I’ve always heard that porn gives men unrealistic expectations about women, but the gals are just as guilty. In these books, all men know how to give incredible orgasms while deftly having sex in the back of their limos, quite possibly from the genetic mutation that made them so oversized, and all girls are quiet and timid until the right man comes along who also has a genetic mutation that makes his eyes work differently from the rest of society’s, enabling him to see the beauty beneath her faded, stained hoodie. She morphs before his very eyes into a cross between Miss America and a pole dancer before descending all the way into Vegas hooker mode.

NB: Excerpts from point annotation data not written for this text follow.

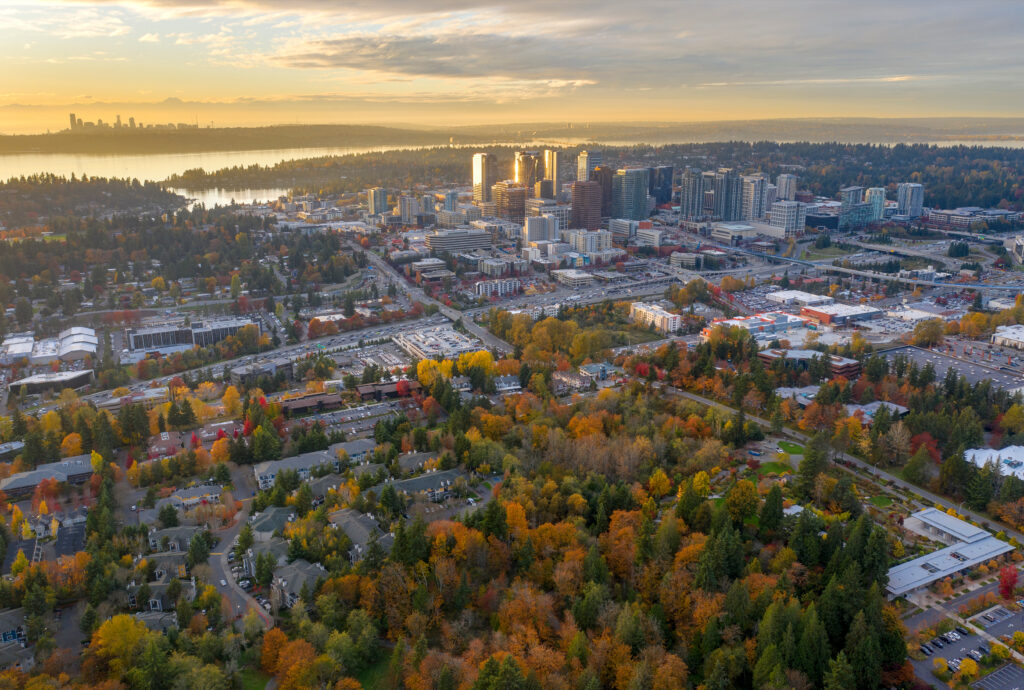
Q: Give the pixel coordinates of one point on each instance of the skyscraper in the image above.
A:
(691, 195)
(630, 193)
(910, 199)
(754, 197)
(603, 175)
(408, 209)
(510, 201)
(551, 168)
(791, 217)
(728, 195)
(877, 198)
(527, 169)
(586, 162)
(660, 183)
(377, 201)
(484, 176)
(786, 184)
(587, 205)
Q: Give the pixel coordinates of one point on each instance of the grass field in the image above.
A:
(252, 679)
(772, 468)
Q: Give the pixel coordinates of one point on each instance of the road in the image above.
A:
(870, 469)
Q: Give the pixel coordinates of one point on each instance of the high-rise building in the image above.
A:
(754, 197)
(848, 197)
(790, 216)
(484, 176)
(629, 190)
(786, 184)
(728, 195)
(377, 201)
(510, 201)
(586, 162)
(587, 205)
(527, 169)
(603, 175)
(408, 209)
(877, 198)
(910, 199)
(691, 195)
(551, 168)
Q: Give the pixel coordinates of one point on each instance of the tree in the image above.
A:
(741, 501)
(1008, 581)
(840, 676)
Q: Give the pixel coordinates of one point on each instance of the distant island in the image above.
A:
(188, 138)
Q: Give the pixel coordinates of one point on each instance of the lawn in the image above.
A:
(772, 468)
(252, 679)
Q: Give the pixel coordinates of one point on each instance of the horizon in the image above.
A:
(248, 62)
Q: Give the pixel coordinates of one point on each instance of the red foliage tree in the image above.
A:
(1008, 581)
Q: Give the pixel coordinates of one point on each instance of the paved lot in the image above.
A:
(1007, 678)
(957, 649)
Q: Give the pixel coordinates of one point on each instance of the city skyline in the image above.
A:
(248, 61)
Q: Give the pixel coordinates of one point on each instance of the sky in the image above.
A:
(442, 62)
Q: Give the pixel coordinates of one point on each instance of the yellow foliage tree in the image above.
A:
(71, 445)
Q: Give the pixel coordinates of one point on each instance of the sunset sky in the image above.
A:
(471, 61)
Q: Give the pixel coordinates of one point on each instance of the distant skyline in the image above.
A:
(480, 61)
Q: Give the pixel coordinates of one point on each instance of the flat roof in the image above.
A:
(965, 531)
(943, 563)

I’ve been a part of the book industry in various forms for quite some time now, and here’s what I think would REALLY sell: total sluts. Guy sluts, girl sluts, sheep sluts, whatever. Absolute, genuine, Facebook-bans-your-account sluts. Tell it like it is, make it as realistic as you want to, and stop pretending that there are bookstores and coffee shops all over the world stocked with wallflowers who just need a good banging from the rich guy who decides to get his own coffee for once. Sluts, I tell ya. That’s the way to go.

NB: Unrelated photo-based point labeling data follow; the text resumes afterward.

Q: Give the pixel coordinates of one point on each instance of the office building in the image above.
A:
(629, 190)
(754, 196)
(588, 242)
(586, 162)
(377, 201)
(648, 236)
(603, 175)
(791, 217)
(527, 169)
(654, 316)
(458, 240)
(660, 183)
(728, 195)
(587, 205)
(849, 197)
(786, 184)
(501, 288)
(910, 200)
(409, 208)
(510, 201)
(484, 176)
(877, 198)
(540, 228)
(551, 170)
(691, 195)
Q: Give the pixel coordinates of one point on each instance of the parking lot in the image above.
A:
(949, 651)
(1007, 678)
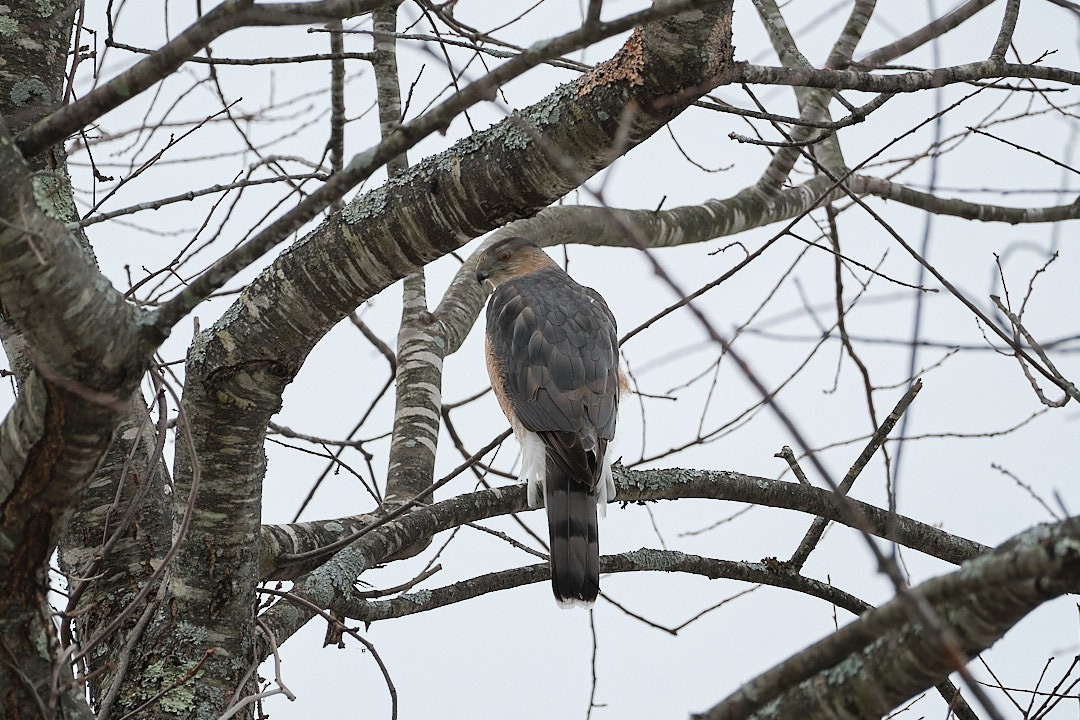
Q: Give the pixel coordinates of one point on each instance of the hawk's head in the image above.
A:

I Wrote a Smutty Book and My Mother Decided to Read It.

We all have had those sad jobs we did back in college to pay the bills. Mine was working as a lifeguard (long after I was so old that it wasn’t cool anymore, and it was actually just kind of sad and desperate-looking). And working in a Baskin-Robbins. And delivering magazines to gas stations for eleven hours a day. The humiliating, degrading, minimum-wage list goes on.

It wasn’t really for the money that I decided to write a trashy, beyond-smutty romance novel. It was more for the…oh hell, I don’t know. The experiment? The need to rebel? The fact that romance outsells every other genre by a huge margin? Wait, that would make it be for the money. Hmm.

Anyway, I did. I wrote a completely nasty, clothes-flying-off, chocolate-sauce-going-everywhere, people-tied-to-kitchen-tables kind of book. And it was well-received by everyone who read it and I wasn’t the least bit ashamed of myself.

And then my mom read it.

I think I’m supposed to say something profound about how it’s a new day, we can read and write whatever we want, the publishing revolution lets authors explore outside the confines of their genres…etc. No, instead, I feel like I opened a porn studio and hired my mom to swab the actors with Vaseline every time they start to chafe. She’ll be in good company, since I also now feel like I hired my second grade nun to hand them cups of water between takes.

Only, I think the joke is really on her because if her very short, very shocked email to me says what I think it says, it turns out that my mom buys these trashy books and reads them, only the rest of us think she’s reading high-brow literature and World War I-era biographies of lesser known generals. Her email kind of sounded like she didn’t realize that I was the same person as this romance author. Well played, Mom.